Overall 33.9% (38 of 112) of patients were reactive for antiHBc indicating prior exposure to HBV infection and of these 9 (23.6%) were antiHBs positive. Analysis of HBV DNA by PCR among antiHBc positive patients, revealed that 31.5% (12 of 38) were positive for HBV DNA and majority of them were male (75%, 9 of 12) (Table 2). Thus, in the total study population 10.7% (12 of 112) was identified with OBI. Among 38 antiHBc positive patients, overall HBV DNA load and HIV RNA load was 3.15 ± 0.52 and 4.09 ± 1.08 respectively. The HIV RNA load among the HBV DNA positive and HBV DNA negative cases was 4.51 ± 1.21 and 3.86 ± 0.98 respectively and the difference was not statistically significant (p = 0.25). Comparing the samples with CD4 count greater than and lesser than 200 cells/mm3, HBV DNA load was 2.81 ± 0.53 and 3.42 ± 0.35 (p = 0.1) respectively. CD4 count was below 200 for 50% of patients with OBI. Serum levels of AST and ALT were higher among patients with OBI in comparison to antiHBc +ve/HBV DNA negative individuals, but the difference failed to reach statistical significance (p = 0.13 and p = 0.07 respectively). The comparison of different demographic, biochemical and virological factors between HBV DNA positive and negative cases was illustrated in table 3.

Table 2.

Evaluation of overall demographic, biochemical and virological parameters of anti-HBc positive samples.
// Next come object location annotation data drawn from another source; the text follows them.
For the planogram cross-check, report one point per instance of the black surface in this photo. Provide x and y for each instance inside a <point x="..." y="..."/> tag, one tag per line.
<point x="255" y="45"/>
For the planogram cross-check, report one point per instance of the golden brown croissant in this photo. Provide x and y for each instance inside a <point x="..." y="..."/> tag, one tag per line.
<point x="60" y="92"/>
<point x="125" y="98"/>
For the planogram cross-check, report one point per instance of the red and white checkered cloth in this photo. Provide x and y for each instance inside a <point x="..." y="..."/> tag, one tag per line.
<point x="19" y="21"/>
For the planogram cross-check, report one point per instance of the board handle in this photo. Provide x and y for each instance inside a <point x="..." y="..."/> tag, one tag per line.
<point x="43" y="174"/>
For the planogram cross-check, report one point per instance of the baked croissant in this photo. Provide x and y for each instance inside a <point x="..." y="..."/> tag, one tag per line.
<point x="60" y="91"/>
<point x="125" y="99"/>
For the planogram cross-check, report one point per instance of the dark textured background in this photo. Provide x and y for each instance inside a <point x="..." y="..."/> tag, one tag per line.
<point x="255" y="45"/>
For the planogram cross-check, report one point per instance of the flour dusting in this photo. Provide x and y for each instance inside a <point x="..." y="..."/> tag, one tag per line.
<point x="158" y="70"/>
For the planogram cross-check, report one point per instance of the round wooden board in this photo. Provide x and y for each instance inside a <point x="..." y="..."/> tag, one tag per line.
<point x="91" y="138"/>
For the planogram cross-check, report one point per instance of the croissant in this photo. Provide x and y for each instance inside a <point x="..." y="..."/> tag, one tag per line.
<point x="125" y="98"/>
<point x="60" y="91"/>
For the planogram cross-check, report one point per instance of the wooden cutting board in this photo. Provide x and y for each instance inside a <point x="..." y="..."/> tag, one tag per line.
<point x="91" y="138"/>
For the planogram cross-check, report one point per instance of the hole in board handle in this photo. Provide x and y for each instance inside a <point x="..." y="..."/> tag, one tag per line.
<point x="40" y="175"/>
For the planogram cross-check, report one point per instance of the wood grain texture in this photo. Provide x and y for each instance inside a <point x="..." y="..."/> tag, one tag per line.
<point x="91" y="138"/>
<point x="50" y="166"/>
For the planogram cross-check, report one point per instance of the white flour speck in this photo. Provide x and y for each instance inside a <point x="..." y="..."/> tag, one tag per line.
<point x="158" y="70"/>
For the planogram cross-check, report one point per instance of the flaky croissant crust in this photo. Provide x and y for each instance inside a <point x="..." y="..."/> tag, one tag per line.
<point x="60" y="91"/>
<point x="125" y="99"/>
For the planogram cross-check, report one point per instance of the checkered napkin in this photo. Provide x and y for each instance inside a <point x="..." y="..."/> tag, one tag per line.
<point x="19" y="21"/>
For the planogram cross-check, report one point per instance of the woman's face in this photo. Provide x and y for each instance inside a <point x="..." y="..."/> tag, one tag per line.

Characteristics  OBI (anti HBcAg +ve) (n = 38/112) 
HBV DNA +ve (n = 12)  HBV DNA-ve (n = 26)  p value  HBV DNA (log10 copies/mL)  HIV RNA (log10 copies/mL) 
Male  9 (75.0%)  15 (57.7%)  0.47  3.23±0.62  4.37±2.89 
Female  3 (25.0%)  11 (42.3%)  0.47*  3.00±0.29  4.60±0.5 
Median age (17-48)  34.5 (20-48)  35 (19-45)  0.61  3.15±0.52  4.48±0.36 
Alcohol addiction  4 (33.3%)  8 (30.7%)  1.00*  3.48±0.08  4.06±0.92 
Sexual promiscuity  5 (41.6%)  18 (69.2%)  0.15*  3.12±0.92  4.43±1.48 
CD4 < 200 cells/mm3  6 (50.0%)  9 (34.6%)  0.48*  2.81±0.53  4.47±1.32 
ALT > 40 IU/L  8 (66.6%)  9 (34.6%)  0.13  3.19±0.64  4.47±1.32 
AST > 30 IU/L  10 (83.3%)  13 (50.0%)  0.07*  3.13±0.55  ND 
ALP > 120 IU/L  9 (75%)  16 (61.5%)  0.48*  3.13±0.62  4.16±1.05 
Anti HCV +ve  1 (8.3%)  1 (3.8%)  0.53*  ND  4.07±1.08 
*

p value calculated by Fisher test.

p value by t-test.

Not detected.

Table 3.

Comparison of different demographic, biochemical and virological factors between HBV DNA positive and HBV DNA negative.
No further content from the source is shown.